I Pisani non denunciano agli estimi della Dominante l’immobile fino al 1740, ma lo citano nella redecima del 1611 Francesco Pr e fratelli Pisani qd Francesco: “Monselice casa domenicale con brolo di campi due posta verso la Madonna dei Carmini – sopra il fiume sotto l’isola del Monte”. Ne esiste traccia più antica in un codicillo nel testamento di Francesco Pisani in cui il nobile parla di “quella casina da Monselice” costruita dunque attorno alla metà del Cinquecento. L’immobile, che in qualche modo ricalca i modi della “sorella” di Montagnana, ha pianta rettangolare tripartita alla veneta: il pian terreno ha due saloni a volume unico, quello mediano e quello a sinistra, ed una doppia stanza a destra; in un volume aggettante sul retro sono poste le scale di accesso al piano superiore.

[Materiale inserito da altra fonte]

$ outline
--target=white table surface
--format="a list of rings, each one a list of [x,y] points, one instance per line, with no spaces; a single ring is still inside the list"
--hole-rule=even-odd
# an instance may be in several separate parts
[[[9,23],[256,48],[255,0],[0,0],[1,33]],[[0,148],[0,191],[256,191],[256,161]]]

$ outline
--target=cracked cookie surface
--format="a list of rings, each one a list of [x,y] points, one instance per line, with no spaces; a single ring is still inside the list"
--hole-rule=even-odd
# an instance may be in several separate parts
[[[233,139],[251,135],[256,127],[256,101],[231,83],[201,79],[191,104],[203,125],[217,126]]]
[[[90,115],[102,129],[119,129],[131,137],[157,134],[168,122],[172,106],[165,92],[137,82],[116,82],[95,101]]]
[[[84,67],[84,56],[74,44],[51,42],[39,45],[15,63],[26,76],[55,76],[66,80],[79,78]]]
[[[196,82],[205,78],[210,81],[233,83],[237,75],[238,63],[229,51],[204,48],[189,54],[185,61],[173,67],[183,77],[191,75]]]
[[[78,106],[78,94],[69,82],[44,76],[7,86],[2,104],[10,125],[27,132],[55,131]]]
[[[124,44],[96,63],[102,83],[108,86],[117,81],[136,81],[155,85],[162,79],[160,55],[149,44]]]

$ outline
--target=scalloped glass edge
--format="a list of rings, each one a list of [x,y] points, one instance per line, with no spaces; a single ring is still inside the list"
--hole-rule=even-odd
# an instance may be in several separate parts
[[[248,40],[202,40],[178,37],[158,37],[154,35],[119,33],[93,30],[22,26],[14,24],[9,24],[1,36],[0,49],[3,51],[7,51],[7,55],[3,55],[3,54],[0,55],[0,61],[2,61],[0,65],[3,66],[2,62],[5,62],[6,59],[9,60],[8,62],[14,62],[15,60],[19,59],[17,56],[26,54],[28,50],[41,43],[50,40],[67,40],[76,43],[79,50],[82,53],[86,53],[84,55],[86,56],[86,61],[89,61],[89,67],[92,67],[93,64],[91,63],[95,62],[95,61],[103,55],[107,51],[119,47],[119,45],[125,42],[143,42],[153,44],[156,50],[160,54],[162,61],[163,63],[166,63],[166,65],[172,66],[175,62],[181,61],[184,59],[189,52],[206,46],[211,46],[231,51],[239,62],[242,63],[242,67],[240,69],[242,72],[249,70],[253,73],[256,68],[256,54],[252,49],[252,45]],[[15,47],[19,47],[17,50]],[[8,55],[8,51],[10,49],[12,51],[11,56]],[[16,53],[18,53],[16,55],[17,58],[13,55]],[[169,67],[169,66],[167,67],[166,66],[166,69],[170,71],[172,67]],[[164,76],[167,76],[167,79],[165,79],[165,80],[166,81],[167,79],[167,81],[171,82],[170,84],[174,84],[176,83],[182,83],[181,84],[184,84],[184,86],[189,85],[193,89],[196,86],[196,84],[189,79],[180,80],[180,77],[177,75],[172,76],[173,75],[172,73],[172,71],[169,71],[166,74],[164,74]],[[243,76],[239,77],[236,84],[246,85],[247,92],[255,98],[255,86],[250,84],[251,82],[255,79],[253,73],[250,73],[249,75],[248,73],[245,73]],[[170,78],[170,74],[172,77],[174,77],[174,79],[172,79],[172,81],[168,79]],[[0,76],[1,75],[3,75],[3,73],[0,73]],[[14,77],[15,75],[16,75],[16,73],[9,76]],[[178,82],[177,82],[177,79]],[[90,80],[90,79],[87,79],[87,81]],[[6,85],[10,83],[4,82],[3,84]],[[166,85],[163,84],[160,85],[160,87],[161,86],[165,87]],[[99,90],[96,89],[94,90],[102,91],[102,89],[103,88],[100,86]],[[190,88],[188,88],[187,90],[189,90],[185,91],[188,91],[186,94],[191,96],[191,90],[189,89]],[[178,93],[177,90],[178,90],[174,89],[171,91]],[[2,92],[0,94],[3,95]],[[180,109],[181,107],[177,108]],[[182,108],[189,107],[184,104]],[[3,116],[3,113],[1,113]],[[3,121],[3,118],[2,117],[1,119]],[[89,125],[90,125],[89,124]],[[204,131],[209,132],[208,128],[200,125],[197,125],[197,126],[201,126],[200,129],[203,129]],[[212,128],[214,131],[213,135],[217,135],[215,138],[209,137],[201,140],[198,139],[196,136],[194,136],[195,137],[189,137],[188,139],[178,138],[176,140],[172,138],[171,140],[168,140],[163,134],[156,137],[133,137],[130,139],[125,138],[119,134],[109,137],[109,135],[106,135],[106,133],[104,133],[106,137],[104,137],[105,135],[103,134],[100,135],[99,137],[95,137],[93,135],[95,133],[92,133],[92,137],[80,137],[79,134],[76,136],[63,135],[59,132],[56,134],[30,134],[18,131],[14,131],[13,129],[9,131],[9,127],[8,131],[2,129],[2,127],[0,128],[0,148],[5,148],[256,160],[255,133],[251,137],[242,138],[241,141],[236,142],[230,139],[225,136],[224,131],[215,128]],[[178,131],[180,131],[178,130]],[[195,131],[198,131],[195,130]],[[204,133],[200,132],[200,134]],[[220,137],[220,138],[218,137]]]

Francesco Pisani, patrizio veneziano amante dell’arte e mecenate, fece erigere la villa proprio a Monselice, per utilizzarla come “casa di servizio”: un luogo di sosta per agevolare i propri viaggi da Venezia verso le sue vaste proprietà nella Bassa Padovana e la sua abitazione di Montagnana, dove avveniva tutta l’attività amministrativa relativa alle terre.
La linearità delle pareti esterne e la semplicità delle forature inserite, rettangolari, trova nella decorazione della facciata principale l’unico spunto: quattro lesene definiscono la partizione del fronte, rese a doppio affaccio agli spigoli, coronate da un capitello corinzio in cotto. Nei campi laterali sono inserite delle finestre architravate con cornice completa liscia in aggetto, mentre nei vani centrali tre sono le luci.
Inserito tra due finestre a pian terreno è l’ingresso, un portale architravato con cornice scanalata, sormontato da una doppia modanatura in aggetto, al piano nobile gli si sovrappone una portafinestra su balcone in pietra a colonne, sempre architravata, ma con cornice liscia. Sopra l’architrave, retto dai capitelli delle lesene, si erge il timpano triangolare, segnato dalla cornice a dentelli al cui centro due rappresentazioni della Fama sostengono lo stemma araldico dei Pisani. Di tale gruppo Giulio bresciani Alvarez propone una paternità a Tiziano Minio, mentre Chiara Ceschi l’attribuisce all’ambito del Vittoria. Nella veduta di Vincenzo Coronelli del “Palazzo del N.H. Corner a Monselice”, il casino era stato dunque affittato, sono presenti sul timpano tre pinnacoli, ora scomparsi.
Contrariamente alla costruzione, la decorazione ad affresco delle pareti interne è decisamente pregevole, sicuramente attribuibile alla cerchia di pittori attorno al Palladio; gli schemi decorativi ricalcano quelli presenti nella grande villa palladiana Barbaro a Maser affrescata dal Veronese. Anche qui architetture dipinte inquadrano paesaggi con ruderi, che nel salone al primo piano denotano una migliore esecuzione; sempre in questa sala oltre all’episodio di “Apollo e Dafne”, troviamo nei sovrapporte quattro figure femminili tra vasi e cariatidi a monocromo.